Biker seriously injured in collision with SUV

— Photo from the Albany County Sheriff’s Office

The wrecked remains of a motorcycle after its rider failed to stop at an intersection  in Clarksville and was hit by a car indicate how severe the injuries were to its rider.

CLARKSVILLE — A 38-year-old Ravena man is in serious condition after being struck by a car and thrown from his motorcycle when he failed to stop at an intersection on Route 443 Wednesday afternoon, according to Albany County Sheriff’s Inspector Charles Higgins. The crash occurred less than a mile from the sheriff’s Clarksville station and was also close to the Onesquethaw Volunteer Fire Company’s station, which had emergency medical services respond to the call.

Police are not releasing the name of the biker nor of the SUV driver since no charges have been made, said Higgins. He said the events unfolded this way:

The man had been riding his motorcycle north on Lower Flat Rock Road in Clarksville towards the intersection with Route 443, where he failed to see a stop sign due to low-hanging tree branches and continued through. A 21-year-old Delanson woman traveling east in a medium-sized SUV struck the middle-end section of the motorcycle and sent its rider flying off of it onto the road.

“His friend said they couldn’t see the stop sign, that they didn’t see it until they were too close,” said Higgins, referring to a friend of the motorcycle operator who was traveling with the man on his own motorcycle at the time of the crash. Higgins noted that the sheriff’s office confirmed that the sign was occasionally obstructed by branches as the tree’s limbs moved in the wind.

Higgins said that the driver of the SUV would have missed the motorcycle had it passed through seconds later, and would have killed the rider had he ridden through a second earlier.

The impact of the crash sent the man hurtling over a fence into the front yard of a home at the intersection of Route 443 and Upper Flat Rock Road, with the torn-apart bike leaned up against the fence and its rear tire traveling two houses from the intersection. The impact damaged the steering mechanism of the SUV, leading it and its driver to skid to a stop just between the treeline and a home two houses up from the intersection, said Higgins.

“It almost looked like she parked there,” said Higgins.

 

— Photo from the Albany County Sheriff’s Office
The front end of an SUV was smashed in Clarksville after a motorcycle rider failed to stop at an intersection and was hit by a car, police say.

 

Sheriff’s deputies were called at about 4:51 p.m. on Wednesday; they found the seriously injured rider still in the front yard, and received an account from the fellow motorcycle rider to determine what had occurred.

Sergeant Thomas Halloran was the first member of the sheriff’s office to respond to the crash, arriving at 4:54 p.m. A paramedic from the sheriff’s office arrived at 4:58 p.m. Police, fire, and EMS responders were on the scene until 6:28 p.m., said Higgins.

Halloran and another sergeant, three investigators, four deputies, and Higgins all responded to the accident. Higgins attributes the quick and thorough response to the short distance between the accident site and the Clarksville station, noting that there likely wouldn’t have been a similar number of police responding in a more distant town like Rensselaerville.

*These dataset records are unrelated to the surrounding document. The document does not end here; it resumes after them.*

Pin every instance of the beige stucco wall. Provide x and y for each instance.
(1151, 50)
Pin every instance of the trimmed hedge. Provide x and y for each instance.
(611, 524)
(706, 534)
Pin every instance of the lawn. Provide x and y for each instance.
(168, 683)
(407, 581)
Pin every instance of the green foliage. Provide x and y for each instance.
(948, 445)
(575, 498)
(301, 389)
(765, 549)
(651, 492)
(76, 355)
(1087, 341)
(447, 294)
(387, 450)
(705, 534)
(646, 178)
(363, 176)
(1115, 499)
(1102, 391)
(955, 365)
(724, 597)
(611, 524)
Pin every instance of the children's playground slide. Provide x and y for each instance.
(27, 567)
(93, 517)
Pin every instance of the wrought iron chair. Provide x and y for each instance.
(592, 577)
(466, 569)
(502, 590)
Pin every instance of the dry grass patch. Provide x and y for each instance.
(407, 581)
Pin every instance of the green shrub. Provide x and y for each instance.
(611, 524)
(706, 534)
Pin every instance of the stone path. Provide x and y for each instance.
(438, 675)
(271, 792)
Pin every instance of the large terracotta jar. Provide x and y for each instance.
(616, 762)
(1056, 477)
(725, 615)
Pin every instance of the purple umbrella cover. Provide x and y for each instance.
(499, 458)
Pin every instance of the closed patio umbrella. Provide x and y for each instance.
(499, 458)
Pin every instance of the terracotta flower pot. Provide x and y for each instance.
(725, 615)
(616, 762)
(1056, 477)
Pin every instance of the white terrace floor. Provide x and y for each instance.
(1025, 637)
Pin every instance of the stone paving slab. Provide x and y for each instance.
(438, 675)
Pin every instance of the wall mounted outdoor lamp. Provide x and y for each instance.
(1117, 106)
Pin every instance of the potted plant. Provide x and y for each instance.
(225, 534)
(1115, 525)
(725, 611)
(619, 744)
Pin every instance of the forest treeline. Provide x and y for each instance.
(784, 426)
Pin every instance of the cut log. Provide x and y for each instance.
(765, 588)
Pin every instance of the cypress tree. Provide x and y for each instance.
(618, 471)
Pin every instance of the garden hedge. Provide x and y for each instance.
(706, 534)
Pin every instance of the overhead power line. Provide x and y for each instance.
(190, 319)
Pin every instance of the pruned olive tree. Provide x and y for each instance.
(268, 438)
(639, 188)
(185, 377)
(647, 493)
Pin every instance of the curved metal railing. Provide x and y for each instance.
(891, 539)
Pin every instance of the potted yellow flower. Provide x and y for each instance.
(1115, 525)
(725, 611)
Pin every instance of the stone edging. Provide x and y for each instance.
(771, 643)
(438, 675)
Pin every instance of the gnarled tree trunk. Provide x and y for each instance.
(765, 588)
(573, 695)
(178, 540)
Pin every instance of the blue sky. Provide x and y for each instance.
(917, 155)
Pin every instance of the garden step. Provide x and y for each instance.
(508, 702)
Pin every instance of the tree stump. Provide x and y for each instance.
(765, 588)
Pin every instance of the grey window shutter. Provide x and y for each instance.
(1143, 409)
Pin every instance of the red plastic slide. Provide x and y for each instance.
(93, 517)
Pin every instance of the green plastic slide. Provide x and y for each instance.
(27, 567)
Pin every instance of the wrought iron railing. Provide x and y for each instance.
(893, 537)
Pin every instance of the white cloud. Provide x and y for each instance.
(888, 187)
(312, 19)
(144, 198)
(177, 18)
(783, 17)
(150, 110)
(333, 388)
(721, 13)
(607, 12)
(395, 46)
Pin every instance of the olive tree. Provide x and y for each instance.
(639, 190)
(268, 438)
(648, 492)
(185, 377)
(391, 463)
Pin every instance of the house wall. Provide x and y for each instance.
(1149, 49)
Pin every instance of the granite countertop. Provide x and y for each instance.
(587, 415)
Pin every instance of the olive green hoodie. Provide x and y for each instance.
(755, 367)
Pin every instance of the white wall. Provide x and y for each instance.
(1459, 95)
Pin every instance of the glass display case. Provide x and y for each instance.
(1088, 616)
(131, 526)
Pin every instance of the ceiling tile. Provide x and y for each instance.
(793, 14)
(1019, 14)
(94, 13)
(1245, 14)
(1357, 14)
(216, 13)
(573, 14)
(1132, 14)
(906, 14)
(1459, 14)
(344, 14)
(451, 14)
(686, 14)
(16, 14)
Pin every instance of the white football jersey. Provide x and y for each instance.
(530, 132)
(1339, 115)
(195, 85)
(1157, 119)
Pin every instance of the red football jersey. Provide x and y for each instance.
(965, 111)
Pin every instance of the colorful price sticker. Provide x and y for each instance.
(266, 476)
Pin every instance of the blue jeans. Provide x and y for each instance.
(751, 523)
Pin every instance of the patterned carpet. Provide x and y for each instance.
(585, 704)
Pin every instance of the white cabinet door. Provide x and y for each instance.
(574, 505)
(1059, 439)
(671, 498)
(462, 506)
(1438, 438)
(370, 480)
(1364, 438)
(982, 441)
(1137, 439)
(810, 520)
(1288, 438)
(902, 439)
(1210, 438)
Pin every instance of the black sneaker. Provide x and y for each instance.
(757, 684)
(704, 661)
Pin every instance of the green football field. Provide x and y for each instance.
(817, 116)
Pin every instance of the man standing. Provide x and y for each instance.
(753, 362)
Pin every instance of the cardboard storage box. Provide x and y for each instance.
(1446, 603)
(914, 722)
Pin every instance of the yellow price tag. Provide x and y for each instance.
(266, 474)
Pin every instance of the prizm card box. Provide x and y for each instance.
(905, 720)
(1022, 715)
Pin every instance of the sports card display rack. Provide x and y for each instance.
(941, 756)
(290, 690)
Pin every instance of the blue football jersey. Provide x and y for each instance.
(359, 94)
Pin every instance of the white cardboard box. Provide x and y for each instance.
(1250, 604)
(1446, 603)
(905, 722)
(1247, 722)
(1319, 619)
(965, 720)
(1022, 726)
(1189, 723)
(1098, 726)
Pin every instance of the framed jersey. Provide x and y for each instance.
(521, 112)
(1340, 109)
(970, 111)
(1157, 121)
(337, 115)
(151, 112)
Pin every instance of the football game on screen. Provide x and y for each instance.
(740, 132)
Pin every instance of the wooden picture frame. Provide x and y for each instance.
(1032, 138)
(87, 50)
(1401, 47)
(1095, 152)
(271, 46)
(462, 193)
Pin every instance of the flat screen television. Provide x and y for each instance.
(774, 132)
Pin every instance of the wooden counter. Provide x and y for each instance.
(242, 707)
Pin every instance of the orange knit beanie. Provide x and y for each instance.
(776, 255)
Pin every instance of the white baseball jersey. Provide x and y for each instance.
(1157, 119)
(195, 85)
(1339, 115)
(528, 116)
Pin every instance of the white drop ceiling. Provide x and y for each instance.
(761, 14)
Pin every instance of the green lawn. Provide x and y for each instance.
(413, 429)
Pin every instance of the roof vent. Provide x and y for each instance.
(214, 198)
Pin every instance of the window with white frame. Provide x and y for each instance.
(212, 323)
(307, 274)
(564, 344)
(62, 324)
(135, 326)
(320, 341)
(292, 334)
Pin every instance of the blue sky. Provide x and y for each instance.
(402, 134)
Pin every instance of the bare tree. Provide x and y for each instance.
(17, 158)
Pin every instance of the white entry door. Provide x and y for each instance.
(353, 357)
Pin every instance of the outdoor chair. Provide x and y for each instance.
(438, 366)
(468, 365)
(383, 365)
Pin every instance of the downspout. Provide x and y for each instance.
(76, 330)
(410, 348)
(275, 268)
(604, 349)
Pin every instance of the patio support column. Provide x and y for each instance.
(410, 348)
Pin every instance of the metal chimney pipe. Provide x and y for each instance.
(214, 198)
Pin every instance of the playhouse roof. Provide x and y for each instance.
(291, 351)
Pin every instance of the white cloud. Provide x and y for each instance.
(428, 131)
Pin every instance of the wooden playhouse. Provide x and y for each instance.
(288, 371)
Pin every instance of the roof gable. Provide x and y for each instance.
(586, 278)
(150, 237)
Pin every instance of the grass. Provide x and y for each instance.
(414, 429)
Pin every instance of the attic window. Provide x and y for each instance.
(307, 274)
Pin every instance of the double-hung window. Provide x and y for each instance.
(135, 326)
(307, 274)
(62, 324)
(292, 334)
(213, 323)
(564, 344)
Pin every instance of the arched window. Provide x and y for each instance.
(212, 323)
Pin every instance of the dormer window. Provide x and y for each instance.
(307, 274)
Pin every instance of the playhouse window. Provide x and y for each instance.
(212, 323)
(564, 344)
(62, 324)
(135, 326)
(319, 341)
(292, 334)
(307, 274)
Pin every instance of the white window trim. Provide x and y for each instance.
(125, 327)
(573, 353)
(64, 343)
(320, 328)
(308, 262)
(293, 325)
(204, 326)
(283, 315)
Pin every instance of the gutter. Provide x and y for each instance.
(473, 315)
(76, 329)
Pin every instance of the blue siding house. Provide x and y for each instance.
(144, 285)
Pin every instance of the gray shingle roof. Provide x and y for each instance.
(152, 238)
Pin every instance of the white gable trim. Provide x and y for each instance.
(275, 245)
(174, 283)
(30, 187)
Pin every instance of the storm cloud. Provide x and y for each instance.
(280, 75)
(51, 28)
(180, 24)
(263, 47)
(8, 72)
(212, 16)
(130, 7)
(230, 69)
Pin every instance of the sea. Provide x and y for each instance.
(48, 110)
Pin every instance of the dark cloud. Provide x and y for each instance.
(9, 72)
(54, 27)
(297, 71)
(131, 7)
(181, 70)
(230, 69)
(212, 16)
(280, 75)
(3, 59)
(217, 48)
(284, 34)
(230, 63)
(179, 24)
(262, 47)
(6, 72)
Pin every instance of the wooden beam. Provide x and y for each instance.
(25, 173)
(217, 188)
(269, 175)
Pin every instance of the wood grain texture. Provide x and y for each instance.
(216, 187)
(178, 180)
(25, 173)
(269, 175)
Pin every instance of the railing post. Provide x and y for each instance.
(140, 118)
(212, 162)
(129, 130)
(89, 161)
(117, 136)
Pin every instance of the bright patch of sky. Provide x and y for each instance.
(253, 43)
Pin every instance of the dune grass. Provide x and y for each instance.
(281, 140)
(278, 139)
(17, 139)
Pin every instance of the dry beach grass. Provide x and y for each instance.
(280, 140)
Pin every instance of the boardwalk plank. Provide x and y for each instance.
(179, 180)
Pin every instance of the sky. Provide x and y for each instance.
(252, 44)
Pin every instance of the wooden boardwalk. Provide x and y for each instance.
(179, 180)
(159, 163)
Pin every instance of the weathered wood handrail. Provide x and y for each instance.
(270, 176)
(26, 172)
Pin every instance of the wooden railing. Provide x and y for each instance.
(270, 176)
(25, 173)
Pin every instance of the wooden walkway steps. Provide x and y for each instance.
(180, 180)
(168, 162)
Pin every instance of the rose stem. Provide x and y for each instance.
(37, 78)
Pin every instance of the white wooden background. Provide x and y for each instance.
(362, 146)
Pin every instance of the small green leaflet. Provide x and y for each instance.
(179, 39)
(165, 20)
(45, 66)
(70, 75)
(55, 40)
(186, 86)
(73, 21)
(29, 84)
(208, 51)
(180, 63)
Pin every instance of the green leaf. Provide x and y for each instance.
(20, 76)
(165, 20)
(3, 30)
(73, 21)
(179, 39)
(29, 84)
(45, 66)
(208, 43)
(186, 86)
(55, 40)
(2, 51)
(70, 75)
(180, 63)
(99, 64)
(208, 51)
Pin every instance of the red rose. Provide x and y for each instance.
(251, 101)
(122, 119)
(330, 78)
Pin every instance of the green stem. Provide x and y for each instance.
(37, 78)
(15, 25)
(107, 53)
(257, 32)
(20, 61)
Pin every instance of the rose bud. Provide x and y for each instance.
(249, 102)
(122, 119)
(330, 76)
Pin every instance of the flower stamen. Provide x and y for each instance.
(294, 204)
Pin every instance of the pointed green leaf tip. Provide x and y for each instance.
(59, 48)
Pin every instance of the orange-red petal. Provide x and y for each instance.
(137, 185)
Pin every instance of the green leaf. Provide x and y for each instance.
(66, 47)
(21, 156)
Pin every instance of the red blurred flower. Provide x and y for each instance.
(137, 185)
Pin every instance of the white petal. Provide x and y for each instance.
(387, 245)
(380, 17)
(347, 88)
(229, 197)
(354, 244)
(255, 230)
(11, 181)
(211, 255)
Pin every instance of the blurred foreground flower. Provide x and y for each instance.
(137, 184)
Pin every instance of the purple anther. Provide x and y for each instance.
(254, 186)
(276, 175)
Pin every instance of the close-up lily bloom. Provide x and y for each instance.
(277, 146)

“These are pretty impressive response times,” he noted. “It’s certainly a benefit of Clarksville.”

 


 

The motorcycle rider was brought to Albany Medical Center with serious injuries by Onesquethaw’s EMS workers. The driver of the SUV considered not requesting an ambulance, but was advised by her father to seek medical attention due to the airbag in her car deploying, said Higgins. The sheriff’s EMS staff transported her to Albany Medical Center.

Both motorcycle riders were licensed and wearing helmets. The driver was licensed and wearing a seatbelt, said Higgins, and neither the SUV driver nor the biker was speeding. The speed limit on Route 443 is 55 miles per hour and is 40 miles per hour on both Upper and Lower Flat Rock roads. No one involved was under the influence of alcohol or drugs, he said.

The main factor was the motorcycle operator’s inattentiveness, said Higgins, noting that the two riders did not know the road very well.

“At worst case, there would be a stop sign run,” Higgins said, of potential charges, but he said at this point the Sheriff’s office would not be pressing charges against the recovering man.

Upper and Lower Flat Rock roads have stop signs at their intersections with Route 443, which does not have stop signs at the intersection. Higgins said they may speak to New Scotland’s highway department about the obscured stop sign.